Come hai accolto la notizia? Cosa hai provato e cosa ti ha colpito delle sue prime parole e dei primi gesti?
«Quando è stato eletto il Papa, stavo celebrando l’Eucaristia, e notavo che tra i fedeli presenti in chiesa c’era come uno strano “movimento”… qualche persona addirittura piangeva, tant’è che ho sperato di non aver detto qualcosa di troppo forte durante l’omelia! Al termine della celebrazione, in sacrestia, mi è stato riferito che avevamo il Papa e che era un americano. Subito, con il Priore della nostra comunità, ci siamo guardati e chiesti: “Ma sarà il nostro Padre Robert?”… Non abbiamo esitato troppo ad andare a vedere in tv l’uscita dalla loggia del nuovo Pontefice e, appena sentito il cognome del Cardinale Prevost, subito siamo esplosi di gioia! Abbiamo fatto fatica a crederlo, fino a quando non lo abbiamo visto affacciarsi davanti alla folla accorsa in Piazza San Pietro. Piano piano stiamo provando a metabolizzare la felicità.

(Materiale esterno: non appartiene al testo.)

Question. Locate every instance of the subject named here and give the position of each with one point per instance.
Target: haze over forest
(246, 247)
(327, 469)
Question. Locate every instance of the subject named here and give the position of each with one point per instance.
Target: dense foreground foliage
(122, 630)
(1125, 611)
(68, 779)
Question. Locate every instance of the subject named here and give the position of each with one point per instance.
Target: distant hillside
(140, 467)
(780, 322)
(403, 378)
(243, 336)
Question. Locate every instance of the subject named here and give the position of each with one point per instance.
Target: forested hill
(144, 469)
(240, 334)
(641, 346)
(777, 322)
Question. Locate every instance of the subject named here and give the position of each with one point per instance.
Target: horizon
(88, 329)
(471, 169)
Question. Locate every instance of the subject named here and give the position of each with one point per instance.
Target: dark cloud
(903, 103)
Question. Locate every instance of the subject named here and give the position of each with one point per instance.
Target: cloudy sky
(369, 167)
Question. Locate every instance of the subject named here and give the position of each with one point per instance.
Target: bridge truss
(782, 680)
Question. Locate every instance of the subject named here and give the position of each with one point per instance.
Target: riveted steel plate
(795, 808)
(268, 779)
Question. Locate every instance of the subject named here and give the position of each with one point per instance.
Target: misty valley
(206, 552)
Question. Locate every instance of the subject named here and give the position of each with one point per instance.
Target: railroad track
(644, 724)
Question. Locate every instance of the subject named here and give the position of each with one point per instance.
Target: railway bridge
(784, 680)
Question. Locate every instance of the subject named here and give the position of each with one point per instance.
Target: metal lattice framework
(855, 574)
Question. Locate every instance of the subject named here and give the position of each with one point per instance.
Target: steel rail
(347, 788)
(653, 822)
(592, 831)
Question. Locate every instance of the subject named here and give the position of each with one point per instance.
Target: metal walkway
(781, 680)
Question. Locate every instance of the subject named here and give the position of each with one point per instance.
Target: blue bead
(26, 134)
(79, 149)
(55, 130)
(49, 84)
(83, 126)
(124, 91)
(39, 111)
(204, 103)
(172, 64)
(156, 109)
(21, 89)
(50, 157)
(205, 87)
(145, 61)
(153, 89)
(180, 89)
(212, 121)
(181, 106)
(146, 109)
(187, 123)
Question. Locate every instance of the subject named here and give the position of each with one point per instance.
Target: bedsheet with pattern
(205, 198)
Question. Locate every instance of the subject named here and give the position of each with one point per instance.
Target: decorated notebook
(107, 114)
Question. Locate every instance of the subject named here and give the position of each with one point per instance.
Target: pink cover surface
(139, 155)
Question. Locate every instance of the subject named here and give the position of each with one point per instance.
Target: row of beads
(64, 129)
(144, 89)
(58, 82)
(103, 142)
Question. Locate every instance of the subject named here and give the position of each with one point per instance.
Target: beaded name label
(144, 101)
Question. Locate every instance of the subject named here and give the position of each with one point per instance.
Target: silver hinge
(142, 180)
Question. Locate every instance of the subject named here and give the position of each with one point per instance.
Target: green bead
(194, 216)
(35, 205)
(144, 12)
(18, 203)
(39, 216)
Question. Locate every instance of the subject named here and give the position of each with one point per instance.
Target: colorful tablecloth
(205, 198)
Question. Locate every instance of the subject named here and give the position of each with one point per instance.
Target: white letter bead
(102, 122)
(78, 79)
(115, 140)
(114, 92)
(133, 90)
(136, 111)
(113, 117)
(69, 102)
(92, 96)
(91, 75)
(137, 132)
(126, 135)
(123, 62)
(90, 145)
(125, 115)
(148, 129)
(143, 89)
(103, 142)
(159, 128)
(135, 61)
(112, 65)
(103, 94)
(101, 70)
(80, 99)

Le prime parole “La Pace sia con voi”, subito, mi hanno rimandato alla presenza reale di Cristo Risorto in mezzo a noi, e non solo poiché scritte chiaramente nel Vangelo: è come se avessi percepito la presenza concreta di Gesù, lì, a Roma, nel mio cuore e nel cuore di tutta Chiesa cattolica. Questa presenza ha subito colmato in me il senso di tristezza provato nei giorni prima con la morte di Papa Francesco. Insomma, la presenza del Papa, è la certezza che è Cristo che manda avanti la Chiesa tutta, specialmente in questo momento storico, nel quale c’è davvero tanto bisogno di continuare a credere, sperare e lavorare tutti per la pace».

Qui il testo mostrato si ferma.